To more evaluate the NCM-SDP, in another experiment, we utilize the real data set “Gulfport hyperspectral image” collected from Long beach MS [11]. A block of \(13\times 19\) pixel of this image is cropped for which the accurate endmembers are available. Also, for each endmember of this region, there exist 10 different samples. Note that for the NCM-SDP, only one of these samples is sufficient to be used as the mean of that endmember signature, while for the BCM algorithms more samples are needed for extraction of the beta distribution parameter. Here, we use the average of samples as the mean of each Gaussian distributed endmember. NCM-SDP is compared to the FCLS [24], BCM QP [25], BCM sampling [25], BCM-spatial QP [11], BCM-spatial sampling [11], NCM QP [10], NCM sampling [10], and NCM uniform [12].

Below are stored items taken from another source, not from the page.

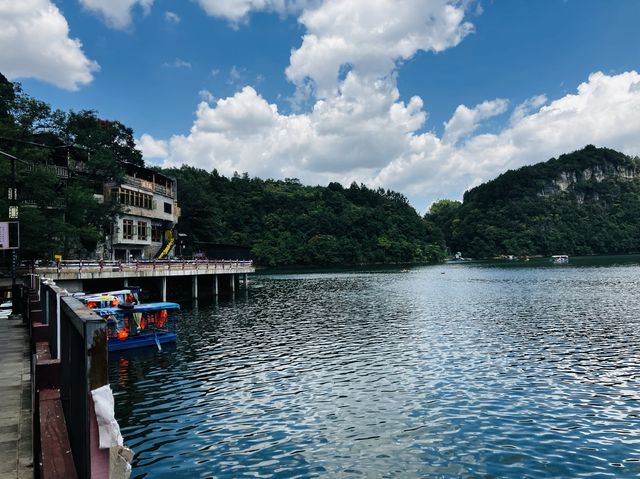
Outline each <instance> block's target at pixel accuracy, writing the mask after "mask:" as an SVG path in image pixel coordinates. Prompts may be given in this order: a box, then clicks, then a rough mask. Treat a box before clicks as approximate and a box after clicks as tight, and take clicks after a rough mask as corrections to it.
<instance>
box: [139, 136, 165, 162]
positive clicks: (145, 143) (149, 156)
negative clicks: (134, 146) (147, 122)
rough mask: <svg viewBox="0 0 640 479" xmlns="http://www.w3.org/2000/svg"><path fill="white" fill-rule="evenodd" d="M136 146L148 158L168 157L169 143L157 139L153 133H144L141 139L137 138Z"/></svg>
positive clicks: (141, 137) (143, 154) (161, 157)
mask: <svg viewBox="0 0 640 479" xmlns="http://www.w3.org/2000/svg"><path fill="white" fill-rule="evenodd" d="M136 146H137V147H138V148H139V149H140V151H141V152H142V154H143V156H144V157H145V158H147V159H152V158H166V157H167V155H168V145H167V142H166V141H164V140H155V139H154V138H153V137H152V136H151V135H148V134H146V133H144V134H143V135H142V136H141V137H140V139H138V140H136Z"/></svg>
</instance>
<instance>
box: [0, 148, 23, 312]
mask: <svg viewBox="0 0 640 479" xmlns="http://www.w3.org/2000/svg"><path fill="white" fill-rule="evenodd" d="M0 155H2V156H4V157H6V158H8V159H9V160H11V185H9V188H8V195H7V197H8V199H9V220H15V222H16V226H17V234H18V241H20V240H19V235H20V223H19V222H18V216H19V215H18V186H17V180H16V161H17V160H18V158H16V157H15V156H13V155H10V154H9V153H5V152H4V151H1V150H0ZM18 245H19V243H18ZM18 247H19V246H18ZM17 267H18V248H12V249H11V305H12V306H11V310H12V313H13V314H18V313H19V310H20V308H19V306H18V301H17V298H18V296H19V294H18V288H17V284H16V269H17Z"/></svg>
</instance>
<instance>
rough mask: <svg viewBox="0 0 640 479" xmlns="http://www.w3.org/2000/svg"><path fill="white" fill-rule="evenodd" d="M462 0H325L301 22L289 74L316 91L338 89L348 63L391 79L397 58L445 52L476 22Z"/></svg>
mask: <svg viewBox="0 0 640 479" xmlns="http://www.w3.org/2000/svg"><path fill="white" fill-rule="evenodd" d="M465 4H466V3H464V2H458V1H452V0H395V1H392V0H378V1H375V2H372V1H370V0H351V1H349V2H344V1H341V0H326V1H324V2H322V4H320V5H319V6H318V7H317V8H315V9H307V10H305V11H304V12H303V14H302V15H301V17H300V19H299V21H300V23H302V24H303V25H304V26H305V27H306V29H307V33H306V34H305V35H304V37H303V41H302V45H301V47H300V48H298V49H297V50H294V51H293V52H292V54H291V60H290V65H289V67H288V68H287V70H286V74H287V77H288V78H289V80H291V81H292V82H293V83H295V84H296V85H304V84H305V83H306V82H307V81H309V80H310V81H312V82H313V84H314V85H315V87H316V95H317V96H318V97H320V98H325V97H329V96H332V95H333V94H335V91H336V89H337V87H338V84H339V81H340V72H341V69H343V68H344V67H345V66H348V68H350V69H352V70H353V71H355V72H356V73H358V75H360V76H364V77H371V78H377V79H379V78H387V77H389V76H390V75H392V74H393V72H394V70H395V68H396V62H397V61H399V60H406V59H409V58H411V57H412V56H413V55H415V54H416V52H418V51H419V50H423V51H432V52H441V51H443V50H446V49H447V48H450V47H453V46H455V45H457V44H458V43H460V42H461V41H462V39H463V38H464V37H465V36H466V35H467V34H469V33H470V32H471V31H472V30H473V27H472V25H471V24H470V23H468V22H465V21H464V14H465V10H464V7H465Z"/></svg>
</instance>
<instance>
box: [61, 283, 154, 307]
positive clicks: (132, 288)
mask: <svg viewBox="0 0 640 479" xmlns="http://www.w3.org/2000/svg"><path fill="white" fill-rule="evenodd" d="M141 292H142V288H139V287H137V286H131V287H129V288H127V289H119V290H117V291H106V292H104V293H79V294H74V297H75V298H77V299H79V300H80V301H82V302H83V303H84V304H85V306H86V307H87V308H89V309H96V308H109V307H116V306H120V307H125V308H126V307H132V306H133V305H136V304H140V293H141Z"/></svg>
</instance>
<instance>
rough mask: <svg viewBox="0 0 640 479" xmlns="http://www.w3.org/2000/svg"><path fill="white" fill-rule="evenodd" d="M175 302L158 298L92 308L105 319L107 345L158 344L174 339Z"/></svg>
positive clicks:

Table 2 MSEs of reconstructed images
Fig. 5
figure 5

Abundance maps of “asphalt,” “yellow curb,” “grass,” and “oak leaves” in the Gulfport image for a FCLS, b BCM-spectral QP, c BCM-spectral sampling, d BCM-spatial QP, e BCM-spatial sampling, f Gaussian QP, g Gaussian sampling, h NCM uniform, i NCM-SDP, and j ground truth

The maps of estimated abundances for 4 endmembers are depicted in Fig. 5. We use the ground truth of data addressed in [11] for 4 endmembers including “asphalt,” “yellow curb,” “grass,” and “oak leaves” as shown in Fig. 5j, respectively. In each figure, the yellow and blue parts correspond to the abundance values equal to 1 and 0, respectively. For a better evaluation, the average per pixel per endmember proportion error is defined as [11]:

$$\begin{aligned} \hbox {PError}=\frac{1}{\hbox {NR}}\sum \limits _{n=1}^N \Vert {\varvec{\alpha }}_n-\hat{{\varvec{\alpha }}}_n \Vert _2 \end{aligned}$$
(17)

where \({\varvec{\alpha }}_n \) is the true abundance vector of pixel n, \({\varvec{\alpha }}_n\) is the corresponding estimated abundance vector, N shows the number of pixels, and R is the number of endmembers. Each method is run 10 times, and the average of total errors is calculated. The results are presented in Table 3. It is vital to note that in this experiment all the above comparative methods are supervised schemes with a dictionary of 4 endmembers as opposed to the NCM-SDP which is a semi-supervised scheme with 30 endmembers in the dictionary. It is interesting to note that although this scenario is intrinsically appropriate for supervised cases, still the corresponding techniques are unable to reconstruct the images as accurate as the NCM-SDP. From Table 3, one can conclude that the NCM-SDP has estimated the abundance vector more accurately than the BCM- and NCM-based unmixing methods.

Table 3 Average per pixel per endmember proportion error for the Gulfport hyperspectral image

All the enhanced results achieved by the NCM-SDP reveal that incorporation of the sparse property of abundance vectors based on the sparse Dirichlet prior into the mixing model is a rational and realistic proposition.

5 Conclusions

A new hierarchical Bayesian method was derived for unmixing of hyperspectral images. Endmembers were considered variable based on the Gaussian distribution. Also, we assumed that the abundance vectors are sparse. The sparse Dirichlet prior was proposed for sparse modeling and accordingly the NCM-SDP method was developed. Using the simulated data, it was shown that the error of the estimated abundance vector is approximately 7 times smaller than that of the uniform prior. Also, by repeating the simulations for real data, 20% improvement in the MSE sense was achieved.